Geleiras perderam 408 bilhões de toneladas de gelo em 2025. Entenda
Estudo revela que degelo global acelera, eleva oceanos e já coloca o planeta em rota de mudanças permanentes
atualizado
Compartilhar notícia

As geleiras do mundo registraram uma das maiores perdas já observadas: cerca de 408 bilhões de toneladas de gelo desapareceram apenas em 2025, segundo estudo publicado na revista científica Nature Reviews Earth & Environment. O volume é considerado extremo e coloca o ano entre os piores já registrados desde o início das medições, em 1975.
Para o professor de Geografia João Carvalho, do colégio Galois, de Brasília, esse dado ajuda a dimensionar a gravidade do fenômeno. “O aumento do nível do mar é o impacto mais imediato quando pensamos no derretimento das geleiras”, explica. Segundo o estudo, só em 2025 o degelo contribuiu com cerca de 1,1 milímetro na elevação global dos oceanos.
Oceanos sob pressão e risco para territórios
O problema, no entanto, vai além da quantidade de gelo perdida. O despejo massivo de água doce nos oceanos altera a salinidade e pode interferir nas correntes marítimas, sistemas essenciais para o equilíbrio climático global. João destaca que isso pode afetar diretamente regiões costeiras e países insulares. “Territórios próximos ao nível do mar podem perder áreas para o avanço dos oceanos”, afirma.
O estudo mostra, ainda, que todas as principais regiões glaciais do planeta registraram perda de massa pelo quarto ano consecutivo, reforçando que o fenômeno não é isolado, mas parte de uma tendência contínua e acelerada.
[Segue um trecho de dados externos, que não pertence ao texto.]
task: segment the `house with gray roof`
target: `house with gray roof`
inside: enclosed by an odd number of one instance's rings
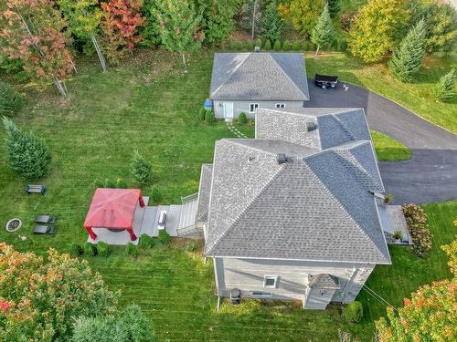
[[[209,99],[215,117],[228,119],[253,118],[258,108],[302,109],[310,99],[303,55],[217,53]]]
[[[197,224],[218,295],[305,309],[352,302],[377,264],[391,264],[364,110],[259,109],[255,118],[255,139],[217,141],[202,166]]]

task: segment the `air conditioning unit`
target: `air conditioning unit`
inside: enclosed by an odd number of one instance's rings
[[[157,229],[158,230],[165,229],[165,223],[166,223],[166,212],[163,210],[162,212],[160,212]]]

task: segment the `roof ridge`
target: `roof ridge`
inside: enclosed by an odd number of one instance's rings
[[[273,60],[274,64],[276,64],[278,66],[278,67],[280,68],[280,70],[282,71],[282,73],[286,76],[287,78],[289,78],[289,80],[293,84],[293,86],[295,86],[295,88],[298,89],[298,91],[300,92],[300,94],[302,94],[303,96],[303,98],[306,98],[306,95],[303,94],[303,92],[297,86],[297,84],[289,77],[289,75],[287,75],[287,73],[284,71],[284,69],[278,64],[278,62],[276,61],[276,59],[273,58],[273,57],[271,56],[271,54],[268,53],[267,55],[268,55],[268,57],[270,58],[271,58]],[[304,61],[303,61],[303,64],[304,64]]]
[[[365,232],[365,230],[357,223],[357,222],[349,214],[347,210],[345,208],[345,206],[341,203],[341,202],[332,193],[332,192],[325,186],[325,184],[321,181],[321,179],[317,176],[317,174],[314,173],[313,169],[305,162],[306,167],[309,169],[311,174],[317,180],[317,181],[322,185],[322,187],[328,192],[328,194],[335,200],[336,201],[337,205],[343,210],[345,214],[347,215],[350,221],[356,224],[356,226],[359,229],[359,231],[362,233],[362,234],[368,240],[368,243],[371,244],[374,247],[376,247],[377,250],[379,251],[379,248],[376,245],[376,244],[373,242],[371,237]],[[376,209],[376,208],[375,208]],[[377,210],[377,209],[376,209]],[[380,251],[379,251],[380,252]],[[381,255],[384,257],[384,254],[380,253]]]
[[[235,74],[235,72],[239,69],[239,67],[241,67],[241,66],[244,64],[244,62],[246,62],[246,59],[248,59],[248,58],[250,57],[250,55],[251,55],[252,53],[244,53],[244,52],[240,52],[240,53],[236,54],[236,55],[244,55],[244,54],[246,54],[246,57],[243,58],[242,62],[241,62],[241,63],[239,63],[239,64],[237,66],[237,67],[235,67],[235,68],[232,70],[232,72],[230,73],[230,76],[229,76],[228,78],[226,78],[226,80],[225,80],[224,82],[222,82],[222,83],[219,85],[219,87],[218,87],[218,88],[216,88],[216,89],[215,89],[215,90],[214,90],[211,94],[209,94],[209,97],[210,97],[210,98],[212,98],[212,97],[213,97],[213,96],[214,96],[214,95],[218,92],[218,89],[220,89],[220,88],[221,88],[223,85],[225,85],[225,84],[226,84],[226,83],[227,83],[229,79],[231,79],[231,78],[233,77],[233,74]],[[215,59],[216,59],[216,54],[214,55],[214,57],[215,57]],[[214,64],[215,64],[215,63],[214,63],[214,60],[213,60],[213,65],[214,65]]]
[[[252,199],[247,203],[247,205],[244,207],[244,209],[239,212],[239,214],[235,218],[235,220],[233,221],[233,223],[230,224],[230,226],[226,229],[224,231],[223,233],[221,233],[219,236],[218,236],[218,238],[216,239],[216,241],[212,244],[213,245],[210,246],[208,248],[207,251],[206,251],[207,254],[210,254],[212,250],[214,250],[214,248],[220,243],[220,241],[228,233],[228,232],[236,225],[236,223],[238,223],[238,222],[241,219],[241,217],[244,215],[244,213],[248,211],[248,209],[252,205],[252,203],[254,202],[254,201],[256,201],[259,196],[263,193],[265,192],[265,190],[270,186],[270,184],[271,183],[271,181],[276,179],[278,177],[278,175],[283,171],[285,168],[282,166],[282,167],[280,167],[280,169],[278,170],[278,171],[276,173],[274,173],[271,178],[261,187],[261,189],[259,191],[259,192],[254,196],[252,197]]]

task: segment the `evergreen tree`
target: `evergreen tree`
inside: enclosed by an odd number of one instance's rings
[[[455,69],[452,69],[440,78],[437,98],[440,102],[448,102],[455,96]]]
[[[50,170],[51,154],[43,141],[31,132],[23,132],[10,119],[4,118],[6,150],[11,170],[26,180],[44,177]]]
[[[311,35],[311,41],[317,47],[315,55],[317,56],[321,47],[328,47],[334,40],[335,28],[330,18],[328,6],[325,5]]]
[[[132,161],[132,175],[135,181],[142,185],[151,183],[153,180],[153,166],[143,156],[135,150]]]
[[[403,82],[410,82],[425,57],[425,26],[420,20],[395,50],[388,63],[390,72]]]
[[[335,17],[341,9],[341,0],[327,0],[328,12],[331,17]]]
[[[395,49],[409,25],[409,0],[369,0],[351,26],[351,53],[365,62],[376,62]]]
[[[153,13],[160,24],[162,44],[182,55],[186,72],[186,51],[198,49],[205,37],[201,29],[203,16],[192,0],[157,0]]]
[[[260,36],[263,39],[275,41],[282,33],[282,19],[278,13],[278,3],[272,0],[265,7],[263,16],[260,19]]]

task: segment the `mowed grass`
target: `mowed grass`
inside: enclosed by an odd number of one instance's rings
[[[457,67],[453,54],[448,57],[427,57],[413,83],[402,83],[388,72],[385,64],[364,64],[338,52],[314,57],[306,53],[308,76],[314,73],[338,75],[342,81],[367,88],[397,101],[422,118],[457,133],[457,97],[451,103],[436,102],[434,92],[440,77]]]
[[[371,130],[371,138],[379,161],[405,161],[411,158],[411,150],[388,135]]]
[[[408,246],[390,246],[391,265],[378,265],[367,282],[367,286],[386,299],[390,305],[403,306],[403,298],[419,286],[435,280],[451,278],[446,254],[441,249],[456,237],[457,201],[427,204],[423,208],[429,217],[429,226],[433,234],[433,247],[424,258],[412,254]],[[367,292],[357,297],[364,305],[364,322],[378,319],[386,314],[386,305],[379,303]]]

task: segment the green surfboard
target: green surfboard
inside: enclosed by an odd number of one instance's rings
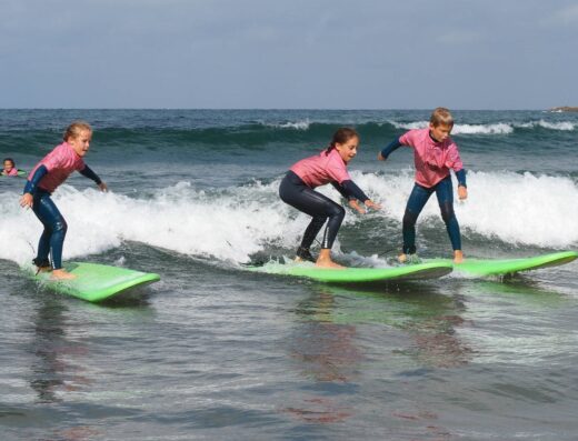
[[[373,283],[380,281],[402,281],[437,279],[449,274],[451,262],[428,262],[391,268],[318,268],[312,263],[267,263],[262,267],[249,267],[250,271],[267,274],[293,275],[326,283]]]
[[[454,271],[471,275],[508,275],[540,268],[558,267],[577,258],[578,252],[576,251],[560,251],[522,259],[466,259],[464,263],[454,264]],[[431,262],[440,262],[440,260]],[[451,260],[441,260],[441,262],[451,262]]]
[[[18,170],[18,176],[19,177],[26,177],[26,174],[27,174],[27,172],[24,170]],[[2,173],[0,173],[0,177],[2,177],[2,178],[16,178],[16,177],[9,177],[9,176],[2,174]]]
[[[100,302],[128,289],[160,280],[159,274],[99,263],[69,262],[64,269],[77,278],[52,280],[50,272],[41,272],[33,279],[52,291],[89,302]]]

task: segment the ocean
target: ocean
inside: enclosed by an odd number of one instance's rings
[[[335,258],[389,264],[412,156],[377,153],[429,113],[0,110],[0,156],[23,170],[72,120],[94,129],[86,161],[110,191],[76,174],[54,193],[64,260],[161,275],[106,304],[43,290],[21,271],[41,232],[24,179],[0,178],[0,439],[576,440],[578,262],[367,289],[246,270],[293,255],[309,218],[280,180],[343,126],[383,209],[348,210]],[[454,117],[466,258],[576,250],[578,113]],[[435,198],[417,228],[420,255],[451,255]]]

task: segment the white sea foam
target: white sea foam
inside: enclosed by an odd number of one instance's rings
[[[309,119],[306,119],[303,121],[296,121],[296,122],[282,122],[282,123],[277,123],[277,124],[268,123],[267,126],[279,128],[279,129],[307,130],[311,126],[311,121],[309,121]]]
[[[355,171],[352,177],[372,199],[385,204],[371,217],[400,222],[412,189],[411,170],[386,177]],[[247,261],[271,243],[291,249],[310,218],[281,202],[278,186],[275,181],[207,193],[180,182],[158,190],[152,199],[62,186],[53,198],[69,224],[64,259],[102,252],[123,240],[233,262]],[[476,232],[488,241],[546,248],[578,243],[578,187],[571,179],[470,172],[468,188],[468,200],[456,202],[465,235]],[[338,199],[330,186],[321,191]],[[27,262],[41,225],[31,211],[19,207],[16,192],[0,197],[0,258]],[[345,222],[362,225],[366,220],[348,213]],[[442,228],[435,197],[418,225],[422,222],[438,222]]]
[[[415,122],[396,122],[390,121],[390,123],[397,129],[403,130],[412,130],[412,129],[423,129],[428,127],[428,121],[415,121]],[[491,124],[455,124],[452,134],[509,134],[512,133],[516,128],[522,129],[532,129],[536,127],[541,127],[544,129],[549,130],[561,130],[561,131],[571,131],[575,130],[578,124],[571,121],[559,121],[559,122],[548,122],[545,120],[539,121],[530,121],[530,122],[495,122]]]
[[[532,122],[524,122],[518,124],[517,127],[525,129],[532,129],[535,127],[541,127],[544,129],[549,130],[561,130],[561,131],[571,131],[576,129],[576,123],[570,121],[559,121],[559,122],[548,122],[545,120],[532,121]]]
[[[401,219],[413,186],[409,176],[353,176],[361,188],[383,198],[385,216]],[[564,248],[578,243],[578,186],[570,178],[470,171],[468,192],[465,202],[455,203],[465,233],[469,230],[520,245]],[[439,219],[432,196],[418,222]]]

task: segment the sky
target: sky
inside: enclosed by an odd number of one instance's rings
[[[576,0],[0,0],[0,108],[578,106]]]

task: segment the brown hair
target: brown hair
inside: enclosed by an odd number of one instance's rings
[[[92,132],[92,128],[87,121],[74,121],[67,128],[63,139],[68,141],[70,138],[78,138],[84,130]]]
[[[333,133],[333,139],[331,139],[331,143],[327,148],[327,152],[329,153],[331,150],[336,148],[336,144],[345,144],[351,138],[359,138],[359,133],[349,127],[341,127],[337,129]]]
[[[454,126],[454,117],[451,116],[451,112],[449,109],[446,109],[445,107],[438,107],[431,112],[431,117],[429,118],[429,122],[434,127],[438,126]]]

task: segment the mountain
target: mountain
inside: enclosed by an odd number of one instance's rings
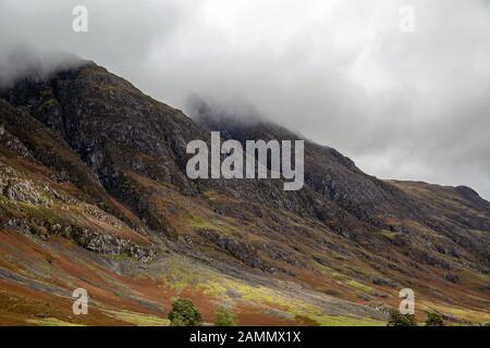
[[[186,146],[303,139],[204,101],[193,119],[93,62],[0,90],[0,324],[168,325],[172,299],[211,322],[383,325],[490,316],[490,203],[468,187],[381,181],[305,139],[305,186],[189,179]],[[74,315],[85,288],[89,315]]]

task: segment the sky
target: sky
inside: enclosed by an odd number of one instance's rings
[[[0,77],[20,48],[94,60],[186,112],[196,95],[250,104],[371,175],[490,199],[487,0],[0,0]]]

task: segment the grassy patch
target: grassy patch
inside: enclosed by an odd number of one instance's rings
[[[170,320],[149,315],[149,314],[143,314],[143,313],[134,313],[128,311],[111,311],[111,310],[105,310],[109,316],[114,318],[117,320],[136,325],[136,326],[169,326]]]
[[[38,326],[85,326],[81,324],[64,322],[56,318],[27,319],[26,323]]]

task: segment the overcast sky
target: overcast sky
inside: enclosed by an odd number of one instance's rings
[[[88,33],[72,30],[77,4]],[[369,174],[490,199],[487,0],[0,0],[0,72],[25,44],[94,60],[184,111],[191,95],[248,102]]]

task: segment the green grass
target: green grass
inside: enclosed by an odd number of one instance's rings
[[[105,312],[112,316],[113,319],[136,325],[136,326],[169,326],[170,320],[149,315],[149,314],[143,314],[143,313],[134,313],[128,311],[111,311],[111,310],[105,310]]]
[[[27,319],[26,323],[38,326],[85,326],[81,324],[64,322],[56,318]]]

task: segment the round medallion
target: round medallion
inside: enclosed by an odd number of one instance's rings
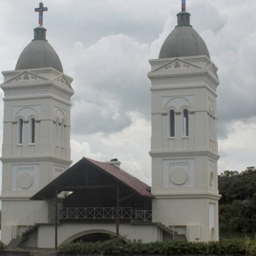
[[[19,186],[24,189],[29,188],[32,185],[33,177],[30,173],[24,172],[20,173],[18,178]]]
[[[182,168],[177,167],[170,172],[170,179],[176,185],[182,185],[188,180],[187,172]]]

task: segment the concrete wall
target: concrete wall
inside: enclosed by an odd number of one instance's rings
[[[144,243],[161,240],[161,232],[152,225],[120,225],[120,237],[126,239],[141,239]],[[115,235],[115,223],[64,223],[58,226],[58,243],[61,245],[71,241],[86,234],[105,232]],[[40,226],[37,232],[37,244],[29,244],[38,248],[54,247],[54,226]]]

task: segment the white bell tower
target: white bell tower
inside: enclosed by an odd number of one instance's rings
[[[216,241],[218,68],[184,4],[159,59],[150,60],[153,221],[188,241]]]
[[[72,163],[72,79],[63,74],[59,57],[45,39],[46,29],[40,26],[34,31],[15,70],[3,72],[1,85],[4,92],[2,241],[6,244],[22,225],[33,224],[26,223],[29,218],[48,222],[47,203],[29,198]]]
Clima mais extremo e efeito global
As geleiras também exercem papel fundamental na regulação da temperatura da Terra. Conforme explica o também professor de Geografia Marcos Bau, da Maple Bear Brasília, o gelo funciona como um espelho natural, refletindo a radiação solar. “Quando há derretimento acelerado, essa capacidade diminui, o que intensifica o aquecimento global”, diz.
Esse processo impacta diretamente o clima. Mudanças nas correntes oceânicas e na atmosfera aumentam a frequência de eventos extremos, como chuvas intensas, secas prolongadas e ondas de calor, efeitos que já começaram a ser sentidos em diversas partes do mundo, inclusive no Brasil.
Cenário aponta para mudanças irreversíveis
Os dados do estudo da Nature indicam que o ritmo atual de perda das geleiras está muito acima do registrado no século passado. Nas últimas décadas, a taxa anual de degelo quase quadruplicou, evidenciando a aceleração do aquecimento global.
Para Bau, o cenário já é preocupante do ponto de vista da reversibilidade. “Mesmo que o aquecimento seja controlado, parte dessas perdas já está comprometida. Estamos diante de mudanças que devem durar gerações”, afirma.
O avanço do degelo em 2025, portanto, não é apenas mais um dado científico, é um sinal claro de que o planeta já entrou em uma fase de transformação climática profunda, com impactos diretos no nível do mar, no clima e na disponibilidade de água doce no futuro.